Forse giocare col tempo è l’unico modo di sfidare la morte. La proposta di Ol Parker, si

costruisce sulla base di far tornare in vita le cose già inerti, andare avanti / indietro e manipolare la continuità degli eventi ma soprattutto prendere il film precedente come fonte inesauribile, come unica risorsa per sottolineare il valore del presente. Mentre vediamo, attraverso flashback, la gioventù dell’effervescente Donna (Lily James) e suoi incontri fugaci con i giovani Sam (Jeremy Irvine), Harry (Hugh Skinner) e Bill (Josh Dylan), seguiamo pure Sophie (Amanda Seyfried) che torna all’isola di Kalolairi dopo la morte di Donna (Meryl Streep), per portare avanti l’eredità della madre. Con lei – e come se fossero anche loro dei fantasmi, degli ologrammi di un’altra realtà, oppure la prova del passaggio del tempo – sbarcano i personaggi secondari che sono alla fine gli elementi più esilaranti e freschi del film: le amiche storiche di Donna, Rosie (Julie Walters) e Tanya (Cristine Baranski) e i tre “genitori” di Sophie, Sam (Pierce Brosnan), Bill (Stellan Skarsgård) e Harry (Colin Firth). La comparsa di Cher, nel ruolo della madre di Donna – come una versione drag queen di se stessa e rovesciando lo status quo dei classici brani degli ABBA – porta oltre quest’idea di ologramma, di una stella lontana ma che continua a brillare, soltanto perché porta a galla un passato risplendente.

Come la casa in rovina sull’isola greca che Donna si impegna in sistemare, e che deve per forza distruggere per poter costruirci qualcosa sopra, il racconto di Parker si sviluppa su una fondazione morbida, già utilizzata, che rende fragile la possibilità di permanenza, di consistenza. C’è pure un qualcosa d’incompiuto, d’irrisolto nella struttura del musical come corpo cinematografico, in quanto rappresenta l’incontro di due dimensioni contrarie: da un lato il messaggio rumoroso e stridente della voce che si alza e canta all’improvviso, sottolineando l’intenzione del personaggio. Allo stesso tempo, è tutto un’esacerbazione di un pensiero silente, di un linguaggio segreto, muto, di un discorso che non si riesce a esprimere e trova la sua via d’uscita nell’illusione di farsi sentire. Ma cosa succede quando queste due dimensioni si scontrano? Quando la sostanza di ciò che si dice – o si canta – non trova una coerenza nel racconto e nelle azioni e finisce per perdere forza, dissolversi e poi sparire? Possiamo ancora costruirci qualcosa sopra?
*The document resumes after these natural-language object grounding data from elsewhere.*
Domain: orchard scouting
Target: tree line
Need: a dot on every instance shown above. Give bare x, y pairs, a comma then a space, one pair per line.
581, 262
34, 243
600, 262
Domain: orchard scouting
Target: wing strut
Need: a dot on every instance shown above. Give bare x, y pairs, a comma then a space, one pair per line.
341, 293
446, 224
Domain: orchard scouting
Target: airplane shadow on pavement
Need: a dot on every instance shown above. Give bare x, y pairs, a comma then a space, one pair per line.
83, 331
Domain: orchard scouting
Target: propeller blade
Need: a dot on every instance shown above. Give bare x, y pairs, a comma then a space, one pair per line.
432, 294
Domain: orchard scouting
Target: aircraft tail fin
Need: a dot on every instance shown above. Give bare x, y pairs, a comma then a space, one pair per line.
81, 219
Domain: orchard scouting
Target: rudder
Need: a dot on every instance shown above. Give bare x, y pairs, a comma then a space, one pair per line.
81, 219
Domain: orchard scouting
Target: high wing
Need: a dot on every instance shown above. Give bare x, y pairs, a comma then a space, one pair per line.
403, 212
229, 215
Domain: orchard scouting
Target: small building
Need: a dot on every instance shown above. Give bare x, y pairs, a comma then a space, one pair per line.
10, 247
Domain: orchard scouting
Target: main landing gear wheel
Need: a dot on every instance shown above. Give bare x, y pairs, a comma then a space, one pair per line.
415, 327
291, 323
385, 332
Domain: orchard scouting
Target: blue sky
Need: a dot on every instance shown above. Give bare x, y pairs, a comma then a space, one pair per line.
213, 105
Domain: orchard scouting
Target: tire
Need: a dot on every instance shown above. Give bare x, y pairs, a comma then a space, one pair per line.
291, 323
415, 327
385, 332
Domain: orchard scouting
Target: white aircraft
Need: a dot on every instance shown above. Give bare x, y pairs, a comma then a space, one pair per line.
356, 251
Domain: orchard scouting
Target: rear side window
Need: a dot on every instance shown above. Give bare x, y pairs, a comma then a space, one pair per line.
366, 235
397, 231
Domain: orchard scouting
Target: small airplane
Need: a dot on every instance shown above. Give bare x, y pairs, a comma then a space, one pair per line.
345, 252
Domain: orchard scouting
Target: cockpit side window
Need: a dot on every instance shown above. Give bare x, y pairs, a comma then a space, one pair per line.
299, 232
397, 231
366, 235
Quello che rimane è un gioco tra amici, un momento piacevole, un variety show, una catena di numeri musicali efficaci e a volte emotivi che spariscono troppo presto per fare strada alla gag consecutiva. Una serie di incontri, di scene, di eventi, di cui conosciamo già il finale. Una galleria di personaggi che sembrano parte di un museo, che spariscono e diventano inerti una volta spenta la luce. La loro salvezza, allora, diventa la musica, quel suono che li riporta per un’attimo alla vita, che lascia andare tutta la loro potenza, quella energia trattenuta, per poi ripiegarsi e tornare dentro la loro scatola musicale.

Se nel primo Mamma Mia! c’era l’interesse della novità, la spinta della nostalgia e un senso più spietato d’assurdo, di “tragedia greca” che anche se portata avanti solo nella superficie riusciva a aggiungere un certo livello di spessore, Mamma Mia! Ci risiamo assomiglia di più a una brezza che ti passa sottile sopra le spalle, che riesce a muoverti un po’ ma poi ti riporta allo stesso luogo, un’illusione colorata e stridente fatta di bei paesaggi, tramonti da cartolina e oggetti di scena. Ma una volta sparito il trucco e il trenino, una volta spento il flash e dopo aver messo Dancing Queen in pause, rimane solo uno scenario vuoto. Al massimo, la silhouette sfumata di una donna che indossa un abito troppo stretto e pantaloni a zampa, che poi chiude gli occhi e alza il gomito per raggiungere una nota persa.